The market cap of the telecom sector is too low.

There has been recent disruption, but this should eventually settle and the telecom sector should have the market cap it deserves.

At some point, new entrants will also start chasing higher RoE.

When that happens, the equilibrium will set in.

If we are invested in the strongest player, we will not do badly.

Nimesh Shah, managing director and chief executive officer, ICICI Prudential Mutual Fund
IMAGE: Nimesh Shah, managing director and CEO, ICICI Prudential Mutual Fund. Photograph: Kind courtesy ICICI Prudential Mutual Fund/Twitter

How will demonetisation play on the earnings of different sectors?

Its impact on earnings will be felt across select sectors.

Real estate and related segments such as construction and building materials are likely to see some near-term impact.

Due to the cash flow disruption, demand is likely to take a hit in consumer durables too.

In automobiles, luxury car makers are likely to be more impacted than other segments.

Gold and jewellery also saw a slowing in business due to increased scrutiny, keeping customers at bay.

Among the gainers will be organised retailers, companies related to the financial technology universe and banks, to an extent.

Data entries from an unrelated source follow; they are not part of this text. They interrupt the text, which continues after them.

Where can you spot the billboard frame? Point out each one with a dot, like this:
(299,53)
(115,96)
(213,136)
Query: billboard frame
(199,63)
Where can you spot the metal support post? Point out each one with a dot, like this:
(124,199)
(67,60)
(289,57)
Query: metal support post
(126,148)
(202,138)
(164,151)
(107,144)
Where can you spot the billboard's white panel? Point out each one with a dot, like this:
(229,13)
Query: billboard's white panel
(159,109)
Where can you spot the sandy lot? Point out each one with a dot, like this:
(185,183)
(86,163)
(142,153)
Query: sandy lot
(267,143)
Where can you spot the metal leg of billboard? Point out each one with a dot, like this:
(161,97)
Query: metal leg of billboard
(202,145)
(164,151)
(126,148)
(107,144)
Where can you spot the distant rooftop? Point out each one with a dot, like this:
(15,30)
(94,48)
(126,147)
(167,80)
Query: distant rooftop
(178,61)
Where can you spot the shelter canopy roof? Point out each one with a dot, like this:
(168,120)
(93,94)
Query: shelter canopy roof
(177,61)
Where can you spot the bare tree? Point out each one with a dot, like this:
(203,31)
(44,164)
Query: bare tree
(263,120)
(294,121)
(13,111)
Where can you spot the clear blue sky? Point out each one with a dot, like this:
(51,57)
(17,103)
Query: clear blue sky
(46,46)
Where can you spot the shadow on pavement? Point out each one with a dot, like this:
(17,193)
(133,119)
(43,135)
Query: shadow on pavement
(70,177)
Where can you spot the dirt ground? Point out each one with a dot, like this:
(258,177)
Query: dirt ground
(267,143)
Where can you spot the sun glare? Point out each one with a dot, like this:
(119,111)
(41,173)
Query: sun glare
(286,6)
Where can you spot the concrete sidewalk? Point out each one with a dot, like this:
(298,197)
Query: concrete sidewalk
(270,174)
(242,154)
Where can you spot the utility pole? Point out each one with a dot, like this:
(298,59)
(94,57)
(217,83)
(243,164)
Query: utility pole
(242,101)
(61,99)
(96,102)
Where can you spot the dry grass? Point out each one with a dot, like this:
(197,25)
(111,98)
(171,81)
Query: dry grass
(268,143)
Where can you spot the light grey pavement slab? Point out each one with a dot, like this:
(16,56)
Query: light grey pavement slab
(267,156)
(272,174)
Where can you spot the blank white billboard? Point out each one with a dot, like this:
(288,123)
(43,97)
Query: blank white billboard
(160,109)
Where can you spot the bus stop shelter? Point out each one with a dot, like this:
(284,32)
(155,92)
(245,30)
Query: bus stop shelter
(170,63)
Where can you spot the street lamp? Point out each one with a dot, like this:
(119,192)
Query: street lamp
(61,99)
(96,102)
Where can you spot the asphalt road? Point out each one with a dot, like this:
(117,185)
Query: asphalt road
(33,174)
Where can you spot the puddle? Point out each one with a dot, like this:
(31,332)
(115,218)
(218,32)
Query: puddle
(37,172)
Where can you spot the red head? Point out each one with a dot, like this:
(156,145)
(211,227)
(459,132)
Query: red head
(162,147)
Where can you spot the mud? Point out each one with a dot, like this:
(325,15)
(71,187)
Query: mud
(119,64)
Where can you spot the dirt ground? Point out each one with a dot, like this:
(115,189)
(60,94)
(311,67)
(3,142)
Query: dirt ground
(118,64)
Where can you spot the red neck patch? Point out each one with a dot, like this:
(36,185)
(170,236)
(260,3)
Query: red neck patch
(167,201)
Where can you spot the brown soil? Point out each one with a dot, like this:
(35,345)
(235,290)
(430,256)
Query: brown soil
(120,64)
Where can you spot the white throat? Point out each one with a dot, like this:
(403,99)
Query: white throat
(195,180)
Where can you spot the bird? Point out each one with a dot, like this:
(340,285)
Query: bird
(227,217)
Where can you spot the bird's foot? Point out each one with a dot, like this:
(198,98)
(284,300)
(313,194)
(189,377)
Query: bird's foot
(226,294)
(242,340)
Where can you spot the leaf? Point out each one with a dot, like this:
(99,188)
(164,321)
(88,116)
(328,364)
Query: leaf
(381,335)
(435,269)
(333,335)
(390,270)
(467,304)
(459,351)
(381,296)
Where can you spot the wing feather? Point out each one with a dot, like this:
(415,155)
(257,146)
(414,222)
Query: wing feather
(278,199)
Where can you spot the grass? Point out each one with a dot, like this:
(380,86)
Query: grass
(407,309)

What are your expectations from the Union Budget?

In light of the demonetisation exercise and the expected increase in direct tax compliance, there is a possibility of income tax rebates.

Also, given the increase in revenue from excise and customs duty, there is a strong case for increase in public capital expenditure at a time when private sector capex has taken a back seat.

What can facilitate further growth of the mutual funds industry?

The one change I want is simplification of KYC (Know Your Customer) norms.

Insurance companies, for instance, have identified a sub-mechanism, whereby they depend on the KYC done by the banking system.

We, however, again do the KYC in the MF sector.

The number of first-time investors into MFs can grow four times more than the current rate if we are able to accept the bank KYCs.